Earlier in the day of the interview for this article Barraza’s education, work experience, and tenacity helped him find that a kinked hose within an anesthesia machine was the source of an error code. Because he knew what the particular sensor on that PCB controlled, he knew to check the length of the hose first, which saved him time and the customer money.

Barraza’s Checklist for Prospective Technicians

Adrian Barraza checks ventilator
Adrian Barraza checks ventilator

About a year ago Barraza was promoted to technical services supervisor for the district that includes Albuquerque and El Paso. Now at the age of 33 about 50% of his work involves hiring and training new technicians to work in the region.

Barraza said the competition for biomedical technicians is fierce and that it can take several months to find a qualified candidate. In addition to possessing an associate degree or equivalent from military or job experiences, he screens applicants for the following:

  • Effective troubleshooting skills
  • Clear understanding of AC and DC circuitry
  • A good work ethic
  • A willingness to work on teams.
  • Knowledge of digital technologies and transducers
  • Understanding of actuators, motors, gears, pumps, pistons, valves, and switches
  • Background in math and physics including mechanics, the piezoelectric effect, electromechanical processes, and electromagnetic force

Barraza said that every day he applies the lessons he learned in the physics course that was a pre-requisite to the MEMS program at Central New Mexico Community College. He thinks it is important for biomedical technicians to understand barometric pressure, the impact of temperature on components, and what happens in a vacuum system under pressure.

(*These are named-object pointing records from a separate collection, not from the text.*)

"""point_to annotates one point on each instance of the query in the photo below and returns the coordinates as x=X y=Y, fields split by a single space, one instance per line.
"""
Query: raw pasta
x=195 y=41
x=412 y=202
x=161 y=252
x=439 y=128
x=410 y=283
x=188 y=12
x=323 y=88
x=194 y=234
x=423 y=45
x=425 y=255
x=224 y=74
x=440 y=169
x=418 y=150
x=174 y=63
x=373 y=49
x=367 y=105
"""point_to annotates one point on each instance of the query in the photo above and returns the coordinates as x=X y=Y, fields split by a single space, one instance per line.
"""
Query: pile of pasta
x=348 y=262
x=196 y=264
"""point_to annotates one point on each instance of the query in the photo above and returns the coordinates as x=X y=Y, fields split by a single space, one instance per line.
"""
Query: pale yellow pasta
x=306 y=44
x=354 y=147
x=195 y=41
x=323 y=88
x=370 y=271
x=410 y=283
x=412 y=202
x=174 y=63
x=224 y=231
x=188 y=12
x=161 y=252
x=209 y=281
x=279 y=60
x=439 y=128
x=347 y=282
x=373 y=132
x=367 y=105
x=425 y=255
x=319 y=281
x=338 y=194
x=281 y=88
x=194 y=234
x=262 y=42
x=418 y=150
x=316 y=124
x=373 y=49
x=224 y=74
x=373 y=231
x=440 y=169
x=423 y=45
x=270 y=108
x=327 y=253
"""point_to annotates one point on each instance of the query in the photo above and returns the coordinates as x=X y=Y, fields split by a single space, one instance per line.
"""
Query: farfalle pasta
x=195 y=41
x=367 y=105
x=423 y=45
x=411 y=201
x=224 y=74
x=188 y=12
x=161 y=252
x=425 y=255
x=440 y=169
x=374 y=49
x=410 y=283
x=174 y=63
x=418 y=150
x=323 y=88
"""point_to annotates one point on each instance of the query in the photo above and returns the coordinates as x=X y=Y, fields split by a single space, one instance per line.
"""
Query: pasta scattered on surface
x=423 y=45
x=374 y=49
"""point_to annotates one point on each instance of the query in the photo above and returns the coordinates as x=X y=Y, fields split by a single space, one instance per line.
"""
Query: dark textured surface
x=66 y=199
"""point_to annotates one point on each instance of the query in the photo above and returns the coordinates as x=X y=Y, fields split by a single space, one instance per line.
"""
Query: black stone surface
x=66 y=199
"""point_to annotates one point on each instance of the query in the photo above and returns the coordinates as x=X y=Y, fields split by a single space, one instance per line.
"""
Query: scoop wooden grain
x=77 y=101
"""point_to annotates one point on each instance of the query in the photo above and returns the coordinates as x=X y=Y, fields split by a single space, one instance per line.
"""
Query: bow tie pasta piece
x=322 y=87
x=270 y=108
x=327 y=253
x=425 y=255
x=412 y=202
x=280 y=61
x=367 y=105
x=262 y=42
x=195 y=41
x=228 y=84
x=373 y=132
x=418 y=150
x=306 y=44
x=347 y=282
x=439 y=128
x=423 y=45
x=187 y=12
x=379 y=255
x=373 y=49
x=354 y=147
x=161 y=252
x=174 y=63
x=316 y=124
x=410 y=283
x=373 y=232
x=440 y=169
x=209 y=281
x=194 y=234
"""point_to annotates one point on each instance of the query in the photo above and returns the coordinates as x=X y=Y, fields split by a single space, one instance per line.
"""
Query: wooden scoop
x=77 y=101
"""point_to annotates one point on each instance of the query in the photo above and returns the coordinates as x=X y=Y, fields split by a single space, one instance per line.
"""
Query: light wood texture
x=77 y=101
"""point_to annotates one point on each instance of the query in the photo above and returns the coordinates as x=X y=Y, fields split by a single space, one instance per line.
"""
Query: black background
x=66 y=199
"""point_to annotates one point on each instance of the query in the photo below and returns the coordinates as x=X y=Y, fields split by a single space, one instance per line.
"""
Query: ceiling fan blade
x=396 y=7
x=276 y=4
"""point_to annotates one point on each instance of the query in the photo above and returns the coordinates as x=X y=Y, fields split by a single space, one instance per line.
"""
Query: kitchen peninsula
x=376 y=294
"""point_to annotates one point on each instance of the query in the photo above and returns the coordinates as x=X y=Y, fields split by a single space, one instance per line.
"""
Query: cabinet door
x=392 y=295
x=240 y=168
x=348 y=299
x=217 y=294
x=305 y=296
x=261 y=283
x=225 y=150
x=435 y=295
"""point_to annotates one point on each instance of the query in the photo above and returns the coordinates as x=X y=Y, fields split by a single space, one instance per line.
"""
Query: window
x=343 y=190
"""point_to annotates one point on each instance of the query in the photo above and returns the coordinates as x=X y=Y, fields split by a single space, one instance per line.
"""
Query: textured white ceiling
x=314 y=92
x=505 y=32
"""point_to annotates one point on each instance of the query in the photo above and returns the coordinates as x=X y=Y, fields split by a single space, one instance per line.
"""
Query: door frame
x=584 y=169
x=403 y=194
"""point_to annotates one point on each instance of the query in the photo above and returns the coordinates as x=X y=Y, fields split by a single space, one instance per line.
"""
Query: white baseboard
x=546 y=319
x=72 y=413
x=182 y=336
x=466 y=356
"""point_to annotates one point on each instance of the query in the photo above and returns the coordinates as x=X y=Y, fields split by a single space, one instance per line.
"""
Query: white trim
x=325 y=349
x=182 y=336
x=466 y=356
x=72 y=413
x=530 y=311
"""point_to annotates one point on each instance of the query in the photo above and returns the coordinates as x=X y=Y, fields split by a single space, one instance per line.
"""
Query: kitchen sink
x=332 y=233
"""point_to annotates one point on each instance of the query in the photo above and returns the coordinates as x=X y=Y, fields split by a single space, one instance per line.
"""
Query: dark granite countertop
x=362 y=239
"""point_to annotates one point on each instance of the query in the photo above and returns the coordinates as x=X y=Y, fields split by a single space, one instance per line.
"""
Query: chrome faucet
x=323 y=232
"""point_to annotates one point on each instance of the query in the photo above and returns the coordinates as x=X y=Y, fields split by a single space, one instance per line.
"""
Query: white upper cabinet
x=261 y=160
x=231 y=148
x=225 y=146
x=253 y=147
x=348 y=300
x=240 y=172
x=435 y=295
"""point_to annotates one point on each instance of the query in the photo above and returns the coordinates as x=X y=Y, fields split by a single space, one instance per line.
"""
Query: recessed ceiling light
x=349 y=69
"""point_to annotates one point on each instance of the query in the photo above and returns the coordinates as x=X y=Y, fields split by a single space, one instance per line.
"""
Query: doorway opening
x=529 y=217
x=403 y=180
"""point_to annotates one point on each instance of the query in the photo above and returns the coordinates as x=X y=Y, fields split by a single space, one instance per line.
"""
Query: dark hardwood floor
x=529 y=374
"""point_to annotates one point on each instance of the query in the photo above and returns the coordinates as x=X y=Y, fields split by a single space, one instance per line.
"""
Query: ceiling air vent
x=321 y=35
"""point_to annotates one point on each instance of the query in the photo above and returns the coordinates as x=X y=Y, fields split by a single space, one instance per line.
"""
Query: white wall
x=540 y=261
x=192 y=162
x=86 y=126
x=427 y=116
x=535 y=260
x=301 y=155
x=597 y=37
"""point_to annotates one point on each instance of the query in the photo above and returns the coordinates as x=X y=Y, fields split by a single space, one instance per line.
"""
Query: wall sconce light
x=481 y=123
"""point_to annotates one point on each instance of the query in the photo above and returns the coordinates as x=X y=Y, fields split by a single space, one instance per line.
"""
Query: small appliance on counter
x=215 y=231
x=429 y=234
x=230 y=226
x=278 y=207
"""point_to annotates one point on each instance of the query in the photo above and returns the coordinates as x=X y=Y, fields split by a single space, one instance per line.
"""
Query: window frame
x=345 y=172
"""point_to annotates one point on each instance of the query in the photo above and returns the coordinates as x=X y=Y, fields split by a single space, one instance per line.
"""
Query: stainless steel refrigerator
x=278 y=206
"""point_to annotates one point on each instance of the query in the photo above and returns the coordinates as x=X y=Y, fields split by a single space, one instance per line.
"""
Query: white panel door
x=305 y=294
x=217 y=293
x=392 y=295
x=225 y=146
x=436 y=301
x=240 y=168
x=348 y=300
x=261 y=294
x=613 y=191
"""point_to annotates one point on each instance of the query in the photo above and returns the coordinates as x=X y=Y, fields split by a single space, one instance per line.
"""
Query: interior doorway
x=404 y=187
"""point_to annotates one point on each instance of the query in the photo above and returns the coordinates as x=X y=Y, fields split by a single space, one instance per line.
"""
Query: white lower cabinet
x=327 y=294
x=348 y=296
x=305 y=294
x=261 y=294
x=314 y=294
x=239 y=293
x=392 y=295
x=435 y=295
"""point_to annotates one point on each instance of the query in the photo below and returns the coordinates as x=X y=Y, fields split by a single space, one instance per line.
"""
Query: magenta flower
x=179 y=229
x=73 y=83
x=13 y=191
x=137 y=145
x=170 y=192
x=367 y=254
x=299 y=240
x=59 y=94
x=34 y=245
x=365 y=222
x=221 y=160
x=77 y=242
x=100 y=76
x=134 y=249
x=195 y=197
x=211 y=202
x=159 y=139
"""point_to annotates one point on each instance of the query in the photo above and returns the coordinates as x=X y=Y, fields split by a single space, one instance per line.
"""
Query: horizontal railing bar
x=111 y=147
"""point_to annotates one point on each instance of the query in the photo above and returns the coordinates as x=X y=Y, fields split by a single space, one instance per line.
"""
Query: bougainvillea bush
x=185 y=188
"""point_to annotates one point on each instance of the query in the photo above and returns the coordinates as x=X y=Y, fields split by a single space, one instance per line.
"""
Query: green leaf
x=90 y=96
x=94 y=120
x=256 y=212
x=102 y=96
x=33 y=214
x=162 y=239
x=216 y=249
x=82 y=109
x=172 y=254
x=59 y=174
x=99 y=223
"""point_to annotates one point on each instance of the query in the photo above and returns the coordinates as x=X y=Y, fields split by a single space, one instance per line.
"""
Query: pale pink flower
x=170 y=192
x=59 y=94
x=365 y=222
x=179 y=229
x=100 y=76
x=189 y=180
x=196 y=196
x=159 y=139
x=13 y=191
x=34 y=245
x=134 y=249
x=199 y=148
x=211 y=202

“Basically, the way I think about it is you need to have an understanding of working with mechanical tools, understanding of basic actuator theory,” he said. He laughed when asked if he thinks he was born with mechanical skills. “It’s something that you build with each job,” he said.

He considers resurfacing and rebuilding the engine of his 2001 Mitsubishi Galant when he was  18 his first big mechanical accomplishment. At this point in his career he appreciates how his formal education and background with many different hands-on work experiences have combined for a versatile skill set.

“It means a lot, and comes in handy in real-world situations.” he said.